ATLANTA -- Those cute little hamsters can carry nasty salmonella pathogens. A rodent is a rodent.
ATLANTA, Jan. 3 -- Those cute little hamsters can carry nasty salmonella pathogens. A rodent is a rodent.
That's the conclusion of an investigation by researchers from the CDC here, after eight pet hamsters were found in 2004 by Minnesota health department workers to have died from the same subtype of Salmonella enterica serotype Typhimurium.
A review of human cases that occurred from December 2003 to September 2004 identified 28 patients with the same rare subtype, according to Stephen Swanson, M.D., of the CDC's Epidemic Intelligence Service Program.
Of the 22 who could be interviewed about exposure to pet rodents, 13 (59%) reported exposure to pet hamsters, mice, or rats, Dr. Swanson and colleagues reported in the Jan. 4 issue of the New England Journal of Medicine.
Two more patients had secondary infections, they said, and there was no confirmed rodent exposure in the remaining seven.
Of the 13 patients with primary rodent exposure, two had pet hamsters, four had pet mice or rats, and seven had bought mice or rats to feed snakes, the investigators found.

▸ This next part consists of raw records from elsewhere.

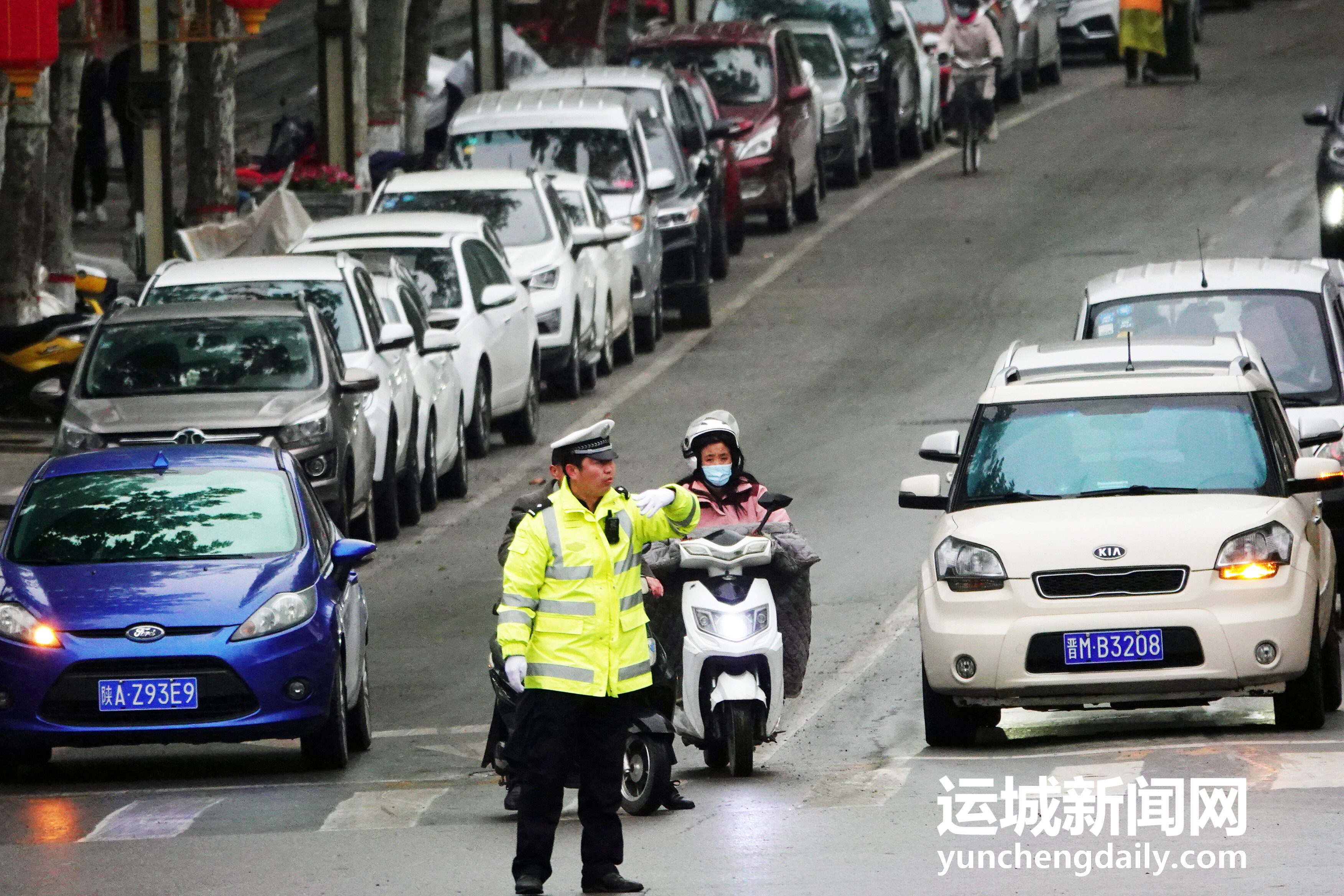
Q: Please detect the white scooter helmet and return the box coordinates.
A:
[682,411,742,473]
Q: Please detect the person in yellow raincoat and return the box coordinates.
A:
[1120,0,1166,87]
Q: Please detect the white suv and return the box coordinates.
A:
[901,336,1341,746]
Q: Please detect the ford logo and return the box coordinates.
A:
[126,625,168,644]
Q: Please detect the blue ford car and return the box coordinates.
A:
[0,445,374,768]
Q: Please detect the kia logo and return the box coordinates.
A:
[126,623,168,644]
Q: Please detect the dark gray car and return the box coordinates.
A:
[53,301,378,532]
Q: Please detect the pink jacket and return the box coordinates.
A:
[687,479,789,529]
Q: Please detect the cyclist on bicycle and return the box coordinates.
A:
[938,0,1004,142]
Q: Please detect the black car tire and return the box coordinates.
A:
[438,408,468,498]
[466,364,494,458]
[421,414,438,513]
[298,658,349,768]
[346,656,374,752]
[374,419,402,541]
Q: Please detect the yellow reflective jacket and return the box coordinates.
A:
[497,482,700,697]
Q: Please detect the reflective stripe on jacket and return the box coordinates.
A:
[497,482,700,697]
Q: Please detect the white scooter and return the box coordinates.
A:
[672,492,793,778]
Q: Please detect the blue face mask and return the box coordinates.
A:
[700,463,733,486]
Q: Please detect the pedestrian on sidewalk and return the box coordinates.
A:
[496,420,700,896]
[70,51,107,224]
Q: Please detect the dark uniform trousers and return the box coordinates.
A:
[507,688,644,881]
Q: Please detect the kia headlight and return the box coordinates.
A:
[1214,522,1293,579]
[280,411,332,449]
[692,603,770,641]
[738,118,779,160]
[933,535,1008,591]
[229,586,317,641]
[0,602,61,647]
[527,266,560,289]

The researchers reported two specific human cases that prompted the investigation -- one in South Carolina and one on Minnesota.
In the first case, a four-year-old boy was given a pet hamster from a pet store, which died two days later. A week after the hamster's death, the boy was taken to hospital with fever, watery diarrhea, and abdominal cramping.
A stool culture yielded the same rare subtype of S. enterica serotype Typhimurium, the researchers said.
In the second case, a five-year-old boy had diarrhea for 14 days, abdominal cramps, vomiting, and fever. Four days before the boy fell ill, his family had bought a mouse from a pet store, which immediately became lethargic and developed diarrhea.
Despite the animal's illness, "the boy frequently handled and kissed it," Dr. Swanson and colleagues reported.
Cultures from the boy and the animal yielded the same rare salmonella subtype.
A third case, uncovered during the larger investigation, involved a 23-year-old pregnant woman who had purchased live rats and mice to feed a ball python. She was admitted to hospital with diffuse abdominal pain, diarrhea, and fever, leading to the suspicion of appendicitis.
After an exploratory laparotomy, which showed a normal appendix, a stool sample yielded S. enterica serotype Typhimurium.
After the surgery, the woman went into preterm labor and the infant also proved to be infected with the same subtype of S. enterica serotype Typhimurium, which led to a range of complications and a hospital stay of 56 days.
Tracing backward, the researchers linked the outbreak to 13 pet stores served by seven distributors in 10 states, although no single source of the rodents was found.
The strain found in the outbreak was also cultured from a patient's pet mouse and from seven hamsters from pet stores, while closely related subtypes were found in cages and reusable transport containers at a pet distributor, the researchers said.
Worryingly, all the isolates were resistant to ampicillin, chloramphenicol, streptomycin, sulfisoxazole, and tetracycline, Dr. Swanson and colleagues found.
"Consumers and those who work with animals should be aware that rodents can shed salmonella and should expect rodent feces to be potentially infectious," the researchers concluded.